I think the main argument for (distributed) NoSQL as a primary data store is availability, but there's other ways to achieve that too.
NoSQL is not easy to use. At least not easy to use correctly in failure conditions, if your data has any complexity to it at all.
You're right, NoSQL systems tend to be more complex and especially failure scenarios are hard to comprehend. In most cases, however, this is due to being a distributed datastore where tradeoffs, administration and failure scenarios are simply much more complex. I think some NoSQL systems do an outstanding job to hide nasty details from their users.

If you compare using a distributed database to building sharding yourself for say your MySQL backed architecture, NoSQL will most certainly be the better choice.

I'll admit though dealing with NoSQL when you come from a SQL background isn't easy. Even finding the database that fit your needs is tough. We have blog post dedicated to this challenge: https://medium.baqend.com/nosql-databases-a-survey-and-decis...

> which has to be considered right from the start to get it right.

I totally disagree. Twitter did not consider getting scalability right from the start, nor did Amazon, nor did Uber. But when scalability of systems was key to scaling their businesses they found a way. Pre-optimization can kill companies, because running out of money kills businesses.

Security is another one where the "fix it later" mentality leaks in, with the resulting consequences!
It’s all about the acceptable trade-offs. There are certain things that I am not willing to compromise on security; there are other things where I’m not as concerned. We currently don’t use HTTPS inside our firewall; once you’ve passed our SSL termination, we don’t use SSL again until outbound requests happen that require SSL.

Should we? Well, it depends. There are things that I’m concerned about which would recommend it to us, but it’s not part of our current threat model because there are more important problems to solve (within security as well as without).

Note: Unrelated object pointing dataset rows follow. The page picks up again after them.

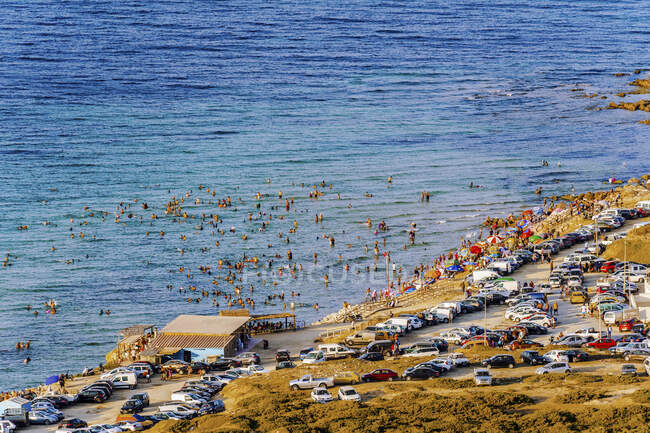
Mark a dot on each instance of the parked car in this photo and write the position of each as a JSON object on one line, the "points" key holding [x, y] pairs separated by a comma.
{"points": [[91, 395], [248, 358], [7, 426], [212, 406], [380, 374], [348, 393], [420, 372], [72, 423], [421, 351], [523, 344], [601, 343], [572, 341], [532, 357], [143, 396], [308, 382], [628, 370], [346, 378], [321, 395], [223, 364], [282, 355], [41, 417], [314, 357], [458, 359], [554, 367], [636, 354], [627, 325], [285, 364], [372, 356], [304, 352], [132, 405], [482, 376], [499, 361]]}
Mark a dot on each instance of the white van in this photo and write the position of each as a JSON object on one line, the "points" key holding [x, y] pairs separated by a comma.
{"points": [[404, 322], [127, 379], [335, 351], [484, 275], [608, 213], [187, 398], [442, 314], [613, 317], [456, 307], [645, 205], [178, 407], [500, 266]]}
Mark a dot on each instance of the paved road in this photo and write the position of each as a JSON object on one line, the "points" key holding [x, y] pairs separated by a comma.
{"points": [[569, 320]]}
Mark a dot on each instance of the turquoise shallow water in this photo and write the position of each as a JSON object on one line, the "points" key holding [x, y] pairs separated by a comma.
{"points": [[105, 102]]}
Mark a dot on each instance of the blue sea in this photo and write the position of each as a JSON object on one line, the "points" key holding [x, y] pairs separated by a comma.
{"points": [[105, 103]]}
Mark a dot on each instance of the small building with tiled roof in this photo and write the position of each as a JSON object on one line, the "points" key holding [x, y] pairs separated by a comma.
{"points": [[200, 338]]}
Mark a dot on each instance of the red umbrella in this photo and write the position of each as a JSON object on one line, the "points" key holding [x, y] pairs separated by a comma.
{"points": [[494, 239]]}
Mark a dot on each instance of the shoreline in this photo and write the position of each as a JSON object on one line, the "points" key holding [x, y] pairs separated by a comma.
{"points": [[554, 223], [551, 221]]}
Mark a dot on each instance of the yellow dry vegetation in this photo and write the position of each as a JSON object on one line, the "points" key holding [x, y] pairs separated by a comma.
{"points": [[550, 403], [634, 248]]}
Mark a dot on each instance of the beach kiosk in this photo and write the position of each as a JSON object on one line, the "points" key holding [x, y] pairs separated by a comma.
{"points": [[200, 338], [15, 409]]}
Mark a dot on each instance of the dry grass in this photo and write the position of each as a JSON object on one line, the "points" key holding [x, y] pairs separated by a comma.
{"points": [[634, 247], [549, 403]]}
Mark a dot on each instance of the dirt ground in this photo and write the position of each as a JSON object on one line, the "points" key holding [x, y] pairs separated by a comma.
{"points": [[594, 399]]}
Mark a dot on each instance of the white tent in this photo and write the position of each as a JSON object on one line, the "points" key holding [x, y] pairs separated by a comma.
{"points": [[14, 403]]}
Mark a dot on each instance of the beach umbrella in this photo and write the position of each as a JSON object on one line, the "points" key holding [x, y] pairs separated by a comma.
{"points": [[475, 249], [494, 239], [52, 379]]}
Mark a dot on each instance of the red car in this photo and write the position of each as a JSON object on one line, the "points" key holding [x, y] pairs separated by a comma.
{"points": [[608, 266], [380, 374], [602, 343], [627, 325], [524, 344]]}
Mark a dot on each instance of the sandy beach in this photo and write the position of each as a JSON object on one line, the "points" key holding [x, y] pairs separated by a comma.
{"points": [[569, 319]]}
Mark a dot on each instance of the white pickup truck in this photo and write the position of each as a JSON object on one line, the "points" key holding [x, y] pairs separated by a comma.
{"points": [[309, 382], [178, 407]]}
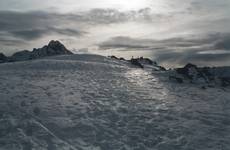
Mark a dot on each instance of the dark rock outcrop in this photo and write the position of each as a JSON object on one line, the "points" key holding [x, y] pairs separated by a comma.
{"points": [[3, 58], [187, 70], [147, 61], [136, 62], [176, 79], [21, 56], [52, 49]]}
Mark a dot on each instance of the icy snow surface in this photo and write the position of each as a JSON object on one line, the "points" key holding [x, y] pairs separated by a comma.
{"points": [[88, 102]]}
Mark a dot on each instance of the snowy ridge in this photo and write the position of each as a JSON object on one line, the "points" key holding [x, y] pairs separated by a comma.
{"points": [[90, 102]]}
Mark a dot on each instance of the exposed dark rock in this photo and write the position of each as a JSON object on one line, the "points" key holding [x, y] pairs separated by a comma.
{"points": [[147, 61], [136, 63], [186, 70], [162, 68], [21, 56], [52, 49], [176, 79], [3, 58], [113, 57], [121, 58], [225, 81]]}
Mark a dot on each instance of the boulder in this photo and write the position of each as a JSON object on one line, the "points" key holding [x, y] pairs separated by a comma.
{"points": [[136, 63]]}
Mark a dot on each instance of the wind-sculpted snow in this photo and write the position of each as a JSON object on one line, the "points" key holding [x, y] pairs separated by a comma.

I don't disagree. There are always engineering trade-offs. What I have issue with is sites that do not bother to even think about security. They operate under the false sense of security that no one will bother them.
I'm surprised you would mention Reddit in this context. It seems to me they're one of the lightest websites out there, which is not really surprising seeing they're mostly serving text. Reddit and HN are pretty much the only two websites which are useable on my Raspberry Pi 2s.
What would you do if you were in charge of engineering at reddit?